The victor of the 2014 ASCE National Concrete Canoe Competition will be decided this weekend in a no-holds-barred competition at the University of Pittsburgh at Johnstown, culminating what has been a year-long quest for glory (and a whole lot of fun and learning) for ASCE student chapters.
Earlier this month, the University of California, Davis, took home the bragging rights as this year’s ASCE/AISC Steel Bridge champions, in another rite of spring for civil engineering students.
How many of you out there as undergraduates designed, built, and then paddled a concrete canoe or loaded a steel bridge? These student competitions have been traditions since the 1970s or1980s, and a geotechnical competition featuring a sand retaining wall stabilized with strips of paper came along much more recently.
More than just fun, these competitions require students to perform engineering design calculations and construction planning, as well as to construct the project and test its performance – a valuable introduction to the practice of civil engineering they’ll enter in just a few short months or years.
As part of ASCE’s sustainability initiative, the ASCE Committee on Sustainability identified “enhancing sustainability topics in engineering education” as a strategic objective. Of particular importance to the Committee members is sustainability-related education at the undergraduate level.
What better way to enhance undergraduate students’ knowledge and application of sustainability than to add to the engineering calculations for these competitions the carbon content or carbon footprint? This exercise also might engage the students’ faculty advisor.
Consideration of sustainability has long been an aspect of the competition. While using recycled pizza boxes for molds and flyash in the mix are good sustainability practices, it’s time to challenge students to do the kind of analysis they’ll be called upon to do for their projects.
Calculating the carbon footprint will encourage students to analyze the entire process. What about project life-cycle assessment in terms of carbon? Or of cost? The embedded carbon in the materials, particularly in Portland cement, concrete admixtures, aggregate, water, steel, and alloys, will be included, of course. What about the carbon content embedded in different sources of aggregate (bank run, screened, crushed rock)? What about the energy needed to operate power tools for prototype construction and lights in the lab? Oh, yes, is the lab air conditioned? Or transporting the final project and testing team to the competition location?
Some readers might be thinking, “Give me a break! We have enough to do just with the engineering of these student projects.” Welcome to the modern world: sustainability is part of the engineering. Treating sustainability aspects as separate from other engineering tasks is increasingly disconnected from what communities are expecting and demanding. Just as copying on both sides of paper and recycling plastic, aluminum, and glass have become corporate culture in most work places, calculating carbon is heading that way, too.

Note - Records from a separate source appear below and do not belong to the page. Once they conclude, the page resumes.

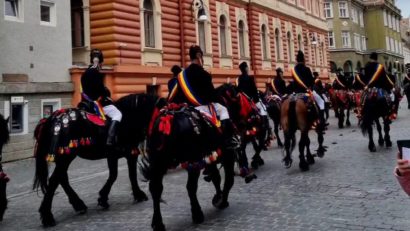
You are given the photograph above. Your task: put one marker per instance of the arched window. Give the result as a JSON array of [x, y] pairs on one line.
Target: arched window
[[289, 37], [241, 34], [264, 42], [201, 34], [277, 44], [222, 34], [149, 24], [77, 23]]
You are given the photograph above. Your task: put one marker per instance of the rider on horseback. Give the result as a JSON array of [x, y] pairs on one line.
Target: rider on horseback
[[95, 92], [278, 86], [303, 82]]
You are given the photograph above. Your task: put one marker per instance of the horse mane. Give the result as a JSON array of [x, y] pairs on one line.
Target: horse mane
[[4, 131]]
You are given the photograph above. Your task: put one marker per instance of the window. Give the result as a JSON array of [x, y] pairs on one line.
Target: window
[[149, 24], [328, 10], [364, 46], [264, 42], [47, 13], [289, 37], [346, 39], [357, 42], [343, 10], [241, 33], [277, 43], [201, 35], [222, 35], [355, 17], [331, 39], [77, 23], [361, 21], [385, 17]]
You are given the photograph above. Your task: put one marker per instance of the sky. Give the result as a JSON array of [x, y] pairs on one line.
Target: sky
[[404, 6]]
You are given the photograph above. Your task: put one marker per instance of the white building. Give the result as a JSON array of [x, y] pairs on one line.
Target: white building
[[35, 48]]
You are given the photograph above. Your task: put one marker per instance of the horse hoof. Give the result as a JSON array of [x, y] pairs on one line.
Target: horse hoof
[[48, 220], [140, 197], [310, 160], [287, 163], [249, 178], [159, 227], [198, 217], [103, 203], [304, 167]]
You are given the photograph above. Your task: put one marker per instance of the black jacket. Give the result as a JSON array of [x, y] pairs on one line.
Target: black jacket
[[381, 82], [247, 85], [92, 82], [280, 86], [305, 75], [201, 85]]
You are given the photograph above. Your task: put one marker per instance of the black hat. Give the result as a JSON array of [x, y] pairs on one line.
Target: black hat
[[243, 66], [300, 57], [194, 50], [373, 56], [176, 70], [96, 53]]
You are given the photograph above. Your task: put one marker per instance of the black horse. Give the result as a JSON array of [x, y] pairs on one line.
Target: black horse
[[68, 133], [376, 106], [182, 135], [4, 138]]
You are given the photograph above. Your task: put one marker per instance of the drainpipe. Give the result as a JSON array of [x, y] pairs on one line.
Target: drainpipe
[[252, 44], [182, 34]]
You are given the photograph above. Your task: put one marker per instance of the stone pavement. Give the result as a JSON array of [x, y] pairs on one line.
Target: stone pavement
[[349, 189]]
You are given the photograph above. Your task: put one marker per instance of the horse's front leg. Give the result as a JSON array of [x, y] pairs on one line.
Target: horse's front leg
[[113, 171], [192, 187], [138, 194], [387, 132]]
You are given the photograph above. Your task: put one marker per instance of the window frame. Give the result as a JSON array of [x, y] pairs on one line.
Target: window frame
[[52, 8], [346, 9]]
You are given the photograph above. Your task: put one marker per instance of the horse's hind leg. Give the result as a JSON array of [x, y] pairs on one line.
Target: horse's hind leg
[[309, 157], [113, 170], [192, 187], [303, 165], [379, 130], [138, 194], [46, 215], [387, 133]]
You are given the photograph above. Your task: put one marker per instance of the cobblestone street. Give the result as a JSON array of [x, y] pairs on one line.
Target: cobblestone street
[[349, 189]]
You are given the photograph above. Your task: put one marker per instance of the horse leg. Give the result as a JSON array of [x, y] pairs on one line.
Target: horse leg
[[156, 188], [379, 130], [78, 204], [303, 165], [276, 130], [138, 194], [387, 133], [113, 170], [309, 157], [372, 146], [192, 187], [348, 124], [287, 160], [46, 215]]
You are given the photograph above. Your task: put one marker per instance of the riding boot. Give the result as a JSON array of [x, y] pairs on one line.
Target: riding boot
[[112, 133]]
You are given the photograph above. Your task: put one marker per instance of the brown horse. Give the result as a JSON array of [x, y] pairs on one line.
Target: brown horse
[[341, 101], [299, 113]]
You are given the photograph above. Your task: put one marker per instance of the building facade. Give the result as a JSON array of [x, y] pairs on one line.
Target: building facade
[[359, 27], [143, 39], [35, 44]]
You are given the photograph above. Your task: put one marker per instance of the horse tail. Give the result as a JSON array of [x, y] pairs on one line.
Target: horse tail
[[42, 136], [292, 120]]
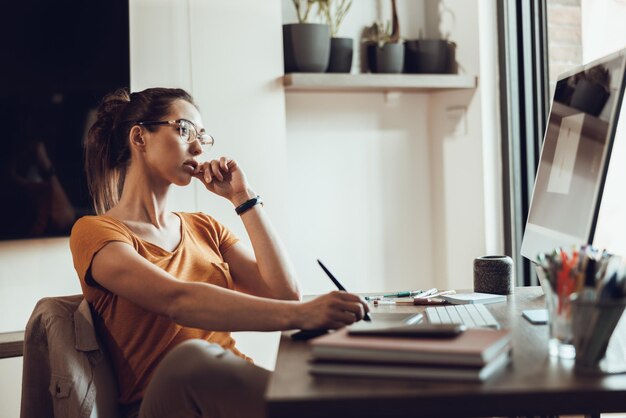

Another sustainability thing to think about would be the Envision™ Rating System credit score for the students’ project. What exactly would a concrete canoe look like that was planned for deconstruction? How would that concept affect design, construction, and performance? These may seem like difficult questions right now, but don’t lose sight of the fact that a few decades ago analysis of a statically indeterminate beam was a difficult question, too.
Engineer-up to the sustainability situation. Treat it as an opportunity, not only as a problem.